The forbidden city, Beijing
Any trip to China should include a visit to the Forbidden City. It was built over 600 years ago and has seen more than its fair share of executions. Anyone who defied the emperor’s authority was quickly deposed. It wasn’t just the emperor who concocted spooky tales for Halloween. Eunuchs would go to any extent to further their quest for dominance, and jealous and spiteful servants and envious guards would often poison one another in the most devious of ways. Staff noticed strange events within the imposing red gates when the imperial palace was later opened to the public around the late 1940s. A woman clothed in white has been heard sobbing as she walks around the grounds, while guards have reported sighting a woman clad entirely in black as recently as 1995. The scenario is usually the same: the woman raises her head to speak, but her expression is blank.

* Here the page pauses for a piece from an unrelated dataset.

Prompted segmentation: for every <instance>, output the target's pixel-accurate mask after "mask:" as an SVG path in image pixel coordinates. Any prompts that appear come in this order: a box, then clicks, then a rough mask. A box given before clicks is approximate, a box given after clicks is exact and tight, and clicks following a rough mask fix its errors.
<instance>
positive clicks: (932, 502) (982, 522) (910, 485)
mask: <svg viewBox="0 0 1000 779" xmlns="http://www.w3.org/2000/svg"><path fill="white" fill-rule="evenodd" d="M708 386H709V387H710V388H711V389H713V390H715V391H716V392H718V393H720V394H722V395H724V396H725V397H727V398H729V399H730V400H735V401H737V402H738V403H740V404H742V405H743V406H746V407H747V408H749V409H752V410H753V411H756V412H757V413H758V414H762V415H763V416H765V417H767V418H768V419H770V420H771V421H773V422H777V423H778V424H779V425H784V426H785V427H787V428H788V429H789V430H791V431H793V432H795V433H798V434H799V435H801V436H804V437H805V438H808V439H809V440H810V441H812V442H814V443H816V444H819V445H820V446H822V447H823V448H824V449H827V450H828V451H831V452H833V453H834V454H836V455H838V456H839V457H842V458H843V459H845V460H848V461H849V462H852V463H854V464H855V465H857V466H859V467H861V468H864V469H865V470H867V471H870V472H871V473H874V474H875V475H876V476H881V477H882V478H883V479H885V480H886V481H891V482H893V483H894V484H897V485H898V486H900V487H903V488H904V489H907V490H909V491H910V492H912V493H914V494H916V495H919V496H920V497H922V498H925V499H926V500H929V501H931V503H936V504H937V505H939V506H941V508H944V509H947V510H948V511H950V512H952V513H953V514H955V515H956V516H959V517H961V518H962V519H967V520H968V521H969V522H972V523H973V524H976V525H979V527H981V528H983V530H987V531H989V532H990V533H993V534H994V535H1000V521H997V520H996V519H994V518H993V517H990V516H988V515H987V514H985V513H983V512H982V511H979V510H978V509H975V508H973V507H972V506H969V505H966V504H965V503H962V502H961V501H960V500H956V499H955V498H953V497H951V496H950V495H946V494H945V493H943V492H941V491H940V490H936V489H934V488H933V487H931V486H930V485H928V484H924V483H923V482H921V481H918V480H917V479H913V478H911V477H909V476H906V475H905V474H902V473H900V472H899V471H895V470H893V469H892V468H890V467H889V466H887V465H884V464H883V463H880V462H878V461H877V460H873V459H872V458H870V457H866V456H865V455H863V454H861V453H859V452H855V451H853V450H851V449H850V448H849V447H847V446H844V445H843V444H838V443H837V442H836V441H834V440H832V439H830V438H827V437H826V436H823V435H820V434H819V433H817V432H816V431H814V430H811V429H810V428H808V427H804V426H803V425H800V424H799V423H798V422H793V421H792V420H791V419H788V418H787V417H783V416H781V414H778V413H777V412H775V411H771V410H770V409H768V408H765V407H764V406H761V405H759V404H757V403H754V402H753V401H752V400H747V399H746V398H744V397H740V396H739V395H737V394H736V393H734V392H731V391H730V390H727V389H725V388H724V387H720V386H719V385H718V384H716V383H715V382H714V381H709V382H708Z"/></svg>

Her black hair hides her pale face.
Ancient Ram Inn
Many consider the Ancient Ram Inn in England the “most haunted home in Britain,” with its strange and fascinating history dating back to 1145, making it the oldest structure in the otherwise pleasant and harmless Wotton-Under-Edge in the English countryside. Ancient Ram has its own set of ghost legends, and its many iterations over the years have only to its creepy (and occasionally unsettling) aura. The site was home to a multi-millennia Pagan burial place before the building’s completion in 1145, and it rests on the Ley Lines, which lead right back to the ancient and mysterious site of Stonehenge. The weird paranormal phenomena observed on the property are connected to the property’s unique past as a result of this link.
Aradale Mental Hospital
Ararat Lunatic Asylum, or Aradale Mental Hospital as it was afterwards known, was Australia’s largest abandoned mental institution when it closed in 1997, having seen 13,000 deaths in its 130-year history. When it first opened in 1867, it had an annual death rate of 100 people. Patients, inmates, and employees are all included. The structure is now used for ghost tours, with claims of guests passing out abruptly, feeling nausea and aches when walking through certain rooms, wards with sinister scents, and “methodical hammering sounds” such as patients bashing their heads against walls. Another notable room is claimed to leave visitors experiencing “nausea, dread, and trance-like states” that persist until they leave the premises.
Amityville Horror House in New York
Whether you believe the “nonfiction” book or the horror film franchise it spawned, there’s no denying that some terrifying real-life events took place in this otherwise charming Dutch Colonial–style home at 112 Ocean Avenue. A young teenager murdered his parents and four siblings at their home in the early 1970s. After the killings, a new family bought the house and experienced all kinds of strange scents and experiences, as well as incomprehensible, scary visions. The family left after only 28 days. Don’t be that person who takes a photo in front of the house because it’s still a private residence.